Tue Apr 7 17:02:30 EDT 2020

On Tue, 7 Apr 2020 14:13:35 -0400
Sherrard Burton <sb-clusterlabs at allafrica.com> wrote:

> On 4/7/20 1:16 PM, Andrei Borzenkov wrote:
> > 07.04.2020 00:21, Sherrard Burton пишет:  
> >>>
> >>> It looks like some timing issue or race condition. After reboot node
> >>> manages to contact qnetd first, before connection to other node is
> >>> established. Qnetd behaves as documented - it sees two equal size
> >>> partitions and favors the partition that includes tie breaker (lowest
> >>> node id).
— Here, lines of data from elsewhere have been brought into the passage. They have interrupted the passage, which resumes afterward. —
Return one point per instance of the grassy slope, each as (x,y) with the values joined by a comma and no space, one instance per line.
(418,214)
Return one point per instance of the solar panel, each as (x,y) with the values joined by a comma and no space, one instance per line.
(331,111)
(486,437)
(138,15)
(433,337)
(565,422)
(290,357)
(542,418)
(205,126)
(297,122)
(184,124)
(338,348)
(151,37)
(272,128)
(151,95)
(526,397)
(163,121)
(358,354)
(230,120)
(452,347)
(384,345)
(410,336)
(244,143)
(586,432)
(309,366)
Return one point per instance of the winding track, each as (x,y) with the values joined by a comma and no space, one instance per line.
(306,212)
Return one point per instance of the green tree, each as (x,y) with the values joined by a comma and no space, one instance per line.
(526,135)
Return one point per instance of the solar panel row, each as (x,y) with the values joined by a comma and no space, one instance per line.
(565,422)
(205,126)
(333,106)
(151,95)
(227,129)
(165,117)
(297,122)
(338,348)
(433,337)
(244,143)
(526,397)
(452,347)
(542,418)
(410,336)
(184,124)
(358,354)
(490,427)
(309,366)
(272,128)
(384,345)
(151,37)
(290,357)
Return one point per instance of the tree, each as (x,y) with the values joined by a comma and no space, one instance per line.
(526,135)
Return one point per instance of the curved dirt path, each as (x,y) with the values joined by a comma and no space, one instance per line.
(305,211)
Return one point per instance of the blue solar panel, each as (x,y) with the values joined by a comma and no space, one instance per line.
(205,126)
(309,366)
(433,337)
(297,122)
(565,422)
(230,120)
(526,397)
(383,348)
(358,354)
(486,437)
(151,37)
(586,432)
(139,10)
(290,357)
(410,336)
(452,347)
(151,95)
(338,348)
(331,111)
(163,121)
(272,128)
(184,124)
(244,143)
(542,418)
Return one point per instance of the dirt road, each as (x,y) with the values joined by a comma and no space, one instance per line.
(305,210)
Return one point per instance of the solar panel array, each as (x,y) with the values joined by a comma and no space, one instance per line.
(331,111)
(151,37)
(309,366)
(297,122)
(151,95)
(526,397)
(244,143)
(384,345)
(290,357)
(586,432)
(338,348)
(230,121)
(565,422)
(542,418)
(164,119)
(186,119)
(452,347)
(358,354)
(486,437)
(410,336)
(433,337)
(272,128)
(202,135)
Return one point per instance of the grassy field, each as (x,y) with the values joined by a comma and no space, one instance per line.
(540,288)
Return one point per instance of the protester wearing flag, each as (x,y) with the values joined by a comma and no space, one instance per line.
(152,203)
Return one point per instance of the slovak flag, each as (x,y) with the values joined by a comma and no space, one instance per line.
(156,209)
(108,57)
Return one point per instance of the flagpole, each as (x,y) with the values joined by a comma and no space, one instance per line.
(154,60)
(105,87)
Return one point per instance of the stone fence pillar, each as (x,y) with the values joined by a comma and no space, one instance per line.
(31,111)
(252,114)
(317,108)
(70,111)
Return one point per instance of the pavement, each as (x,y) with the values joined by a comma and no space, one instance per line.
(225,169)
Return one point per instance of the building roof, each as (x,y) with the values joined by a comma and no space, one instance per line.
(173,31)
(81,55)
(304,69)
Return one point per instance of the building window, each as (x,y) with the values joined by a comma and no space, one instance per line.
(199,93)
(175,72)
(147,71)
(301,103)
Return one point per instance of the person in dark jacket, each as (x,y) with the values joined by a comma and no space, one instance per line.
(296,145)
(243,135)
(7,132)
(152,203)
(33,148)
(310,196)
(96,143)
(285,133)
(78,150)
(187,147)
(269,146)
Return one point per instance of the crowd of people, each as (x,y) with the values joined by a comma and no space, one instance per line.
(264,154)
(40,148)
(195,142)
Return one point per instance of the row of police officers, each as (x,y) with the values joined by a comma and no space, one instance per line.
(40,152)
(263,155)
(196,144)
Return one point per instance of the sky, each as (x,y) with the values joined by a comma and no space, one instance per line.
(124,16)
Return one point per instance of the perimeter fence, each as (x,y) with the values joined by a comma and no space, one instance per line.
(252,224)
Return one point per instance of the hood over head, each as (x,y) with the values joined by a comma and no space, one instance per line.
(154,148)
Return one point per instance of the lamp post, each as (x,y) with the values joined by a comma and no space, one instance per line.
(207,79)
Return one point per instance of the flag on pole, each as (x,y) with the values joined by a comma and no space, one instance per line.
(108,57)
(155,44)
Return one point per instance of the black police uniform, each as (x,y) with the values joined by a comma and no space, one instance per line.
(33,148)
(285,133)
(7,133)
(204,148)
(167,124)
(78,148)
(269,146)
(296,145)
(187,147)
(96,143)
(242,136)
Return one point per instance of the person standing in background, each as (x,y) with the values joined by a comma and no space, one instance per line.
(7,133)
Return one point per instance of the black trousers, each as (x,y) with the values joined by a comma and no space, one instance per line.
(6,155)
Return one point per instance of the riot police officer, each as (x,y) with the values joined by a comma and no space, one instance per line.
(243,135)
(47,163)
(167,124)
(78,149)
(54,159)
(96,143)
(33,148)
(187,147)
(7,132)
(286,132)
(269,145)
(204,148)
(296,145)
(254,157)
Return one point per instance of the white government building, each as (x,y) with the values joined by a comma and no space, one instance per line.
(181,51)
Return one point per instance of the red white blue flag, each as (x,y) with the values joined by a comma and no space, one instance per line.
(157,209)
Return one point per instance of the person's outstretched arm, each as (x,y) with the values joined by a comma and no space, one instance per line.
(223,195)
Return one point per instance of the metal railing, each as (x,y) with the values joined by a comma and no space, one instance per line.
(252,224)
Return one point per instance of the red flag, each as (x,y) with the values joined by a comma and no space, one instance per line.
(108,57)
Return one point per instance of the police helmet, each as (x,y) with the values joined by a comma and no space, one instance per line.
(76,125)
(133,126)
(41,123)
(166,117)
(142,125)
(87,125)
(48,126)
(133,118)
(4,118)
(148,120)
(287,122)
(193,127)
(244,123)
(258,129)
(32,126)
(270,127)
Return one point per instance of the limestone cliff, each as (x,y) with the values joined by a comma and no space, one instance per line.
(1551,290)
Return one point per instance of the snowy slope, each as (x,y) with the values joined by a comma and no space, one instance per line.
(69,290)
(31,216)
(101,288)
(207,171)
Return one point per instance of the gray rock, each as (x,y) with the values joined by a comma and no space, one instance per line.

So existing node goes out of quorum. Second later both nodes
> >>> see each other and so quorum is regained.  
> >>  
> > 
> > Define the right problem to solve?
> > 
> > Educated guess is that your problem is not corosync but pacemaker
> > stopping resources. In this case just do what was done for years in two
> > node cluster - set no-quorum-policy=ignore and rely on stonith to
> > resolve split brain.
> > 
> > I dropped idea to use qdevice in two node cluster. If you have reliable
> > stonith device it is not needed and without stonith relying on watchdog
> > suicide has too many problems.
> >   
> 
> Andrei,
> in a two-node cluster with stonith only, but no qdevice, how do you 
> avoid the dreaded stonith death match, and the resultant flip-flopping 
> of services?

In my understanding, two_node and wait_for_all should avoid this.

After a node A has been fenced, the node B keeps the quorum thanks to two_node.
When A comes back, as long as it is not able to join the corosync group, it will
not be quorate thanks to wait_for_all. No quorum, no fencing allowed.

But the best protection is to disable pacemaker on boot so an admin can
investigate the situation and join back the node safely.

Regards,